Everyone points to the Congo as the reason this epidemic is smoldering. People are mistrustful. They attack each other. They refuse to be vaccinated. They lie about their origins or symptoms, they disappear, they don't follow protocols.

But what if it's actually much more complex than even that?  For instance, if there was a nearly universally fatal disease that had spread over a large portion of the state of New Jersey and infected 2,713 people killing 1,823, and there was a vaccine 97% effective, wouldn't we have immunized everyone in New Jersey by now?  Think about it.

Or if the New Jersey epidemic caused an influx of Russian and Iraqi doctors, who started driving around in flashy cars and upbraiding Americans for dwelling on the Cold War or 9/11 as ancient history and telling them to trust the new treatments they had brought, would people be lining up for care?

Or if the government and world approved funding to build a brand new hospital that would be dismantled as soon as the epidemic was under control and placed it in the very place where New Jersey residents lacked care, would they consider that to be legitimate?

Yes, Eastern DRC is a complicated, murky, often dangerous environment, but focusing on that seems to me to border dangerously on blaming them for a problem that the vast majority of those infected have little control over. That strikes me as hypocritical coming from a country where the anti-vaccine movement thrives, where people get their facts from social media, consume calories and avoid exercise to their death, and support the right to assault weapons even as the number of school shootings rivals the number of Congolese rebel attacks. We're all pretty much the same.

It seems to me that the best thing we world could do now is to:
1.  Ramp up vaccine production and immunize the entire region.
2.  Send in long term bridge-building people who are willing to do the hard and risky work of taking on life in Eastern Congo alongside the Congolese, listening, working together on common goals, generating trust.
3.  Fund the small local on-the-ground hard-working health workers who are the front line day in and day out.

None of that will be easy.
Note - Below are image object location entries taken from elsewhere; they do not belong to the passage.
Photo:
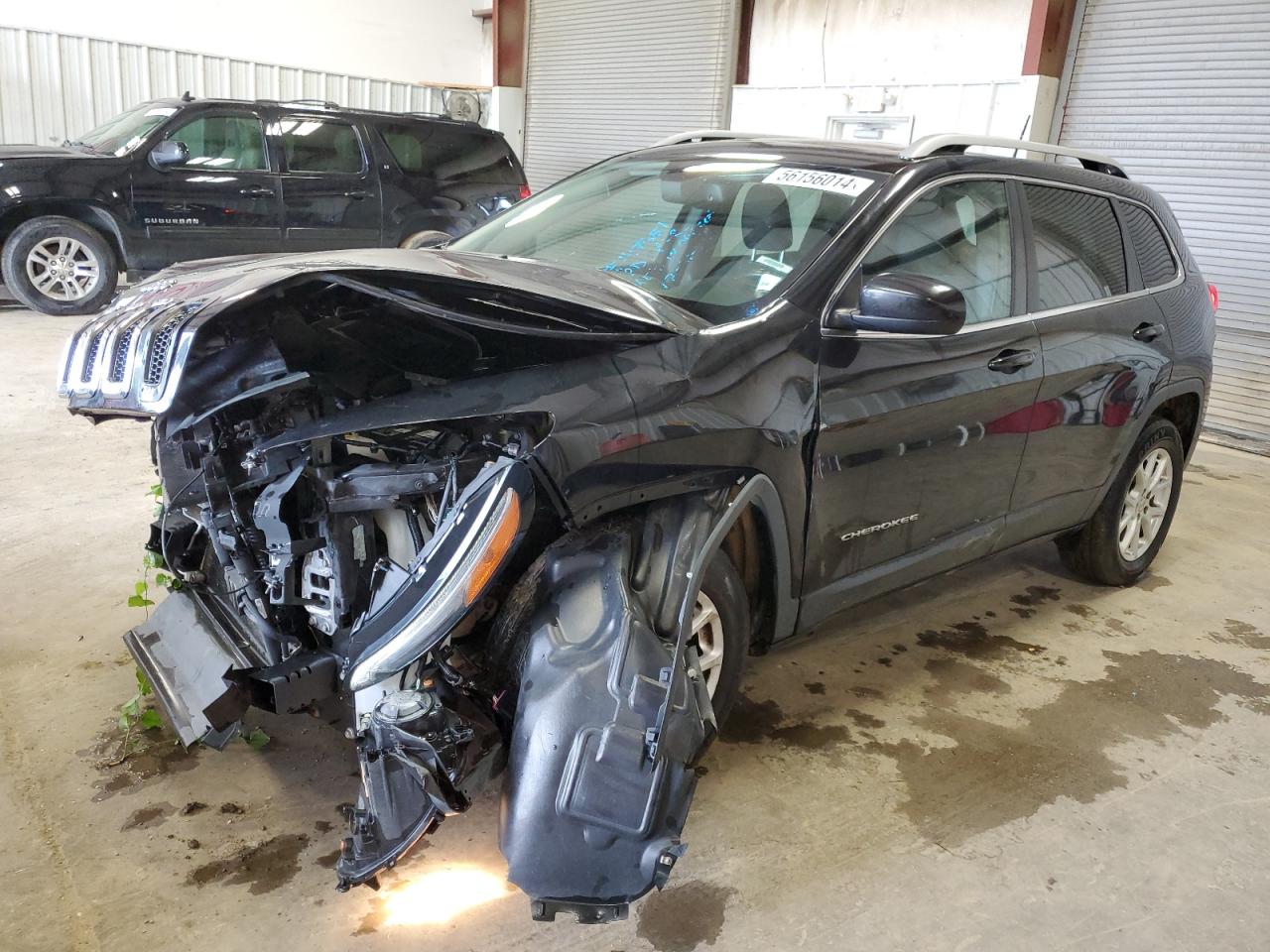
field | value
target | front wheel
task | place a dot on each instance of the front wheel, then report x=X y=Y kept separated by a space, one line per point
x=1121 y=538
x=60 y=267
Uganda is way more functional, yet today my first few patients were all children with malaria and severe anemia and THE MALARIA MEDICINES WERE OUT OF STOCK. The nurses were late. People kept jamming their problems into my hands. So much felt out of control--a child sent two days post-op from a complex neurosurgical procedure with high fevers and cerebro-spinal fluid leaking out of her head, a child with TB infected by an uncle whom we have yet to track down but suspect drug resistance, a child who has spent three weeks with an infected wound that almost never gets bandage changes, a child in pain with sickle cell disease who has not had pain medicine dispensed, trying to problem-solve so we can split vials of medicine and share doses, a child with malnutrition not improving whom I gather from the dad and the neighboring beds is rarely on the ward because the dad takes him home between rounds to care for his other two kids since his wife left him, a patient with measles breathing virus on the open ward because the isolation order wasn't carried out.  Not a single patient with a vital sign taken. It is just this side of complete chaos and frustration. But minute by minute hour by hour God's people touch, listen, think, talk, care and slowly by slowly, patient by patient, treatment is given and transfusions hung and a remarkable number improve.
Reasons to hope: a faithful mom of twins feeding her malnourished cuties, and the team that enables her to get the food.
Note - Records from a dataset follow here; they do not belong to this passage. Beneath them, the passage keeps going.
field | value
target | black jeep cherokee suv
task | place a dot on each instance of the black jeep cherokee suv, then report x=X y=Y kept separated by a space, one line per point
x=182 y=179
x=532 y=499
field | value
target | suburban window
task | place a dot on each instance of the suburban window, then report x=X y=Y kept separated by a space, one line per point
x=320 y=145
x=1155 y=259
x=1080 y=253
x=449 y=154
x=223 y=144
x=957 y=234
Another reason to hope: data.  The Kwejuna Project that Scott started has become standard care for the District, and here we are in a weekly staff meeting poring over HIV and TB follow up and outcome data !

Likewise, a year on, Ebola is still lurking and spreading, but the people of Congo are also still hopeful, loving, fighting on, working, caring for each other, performing educational dramas, tracing contacts.  Slowly by slowly the good will prevail. Just wish it could be a little faster and more definitive!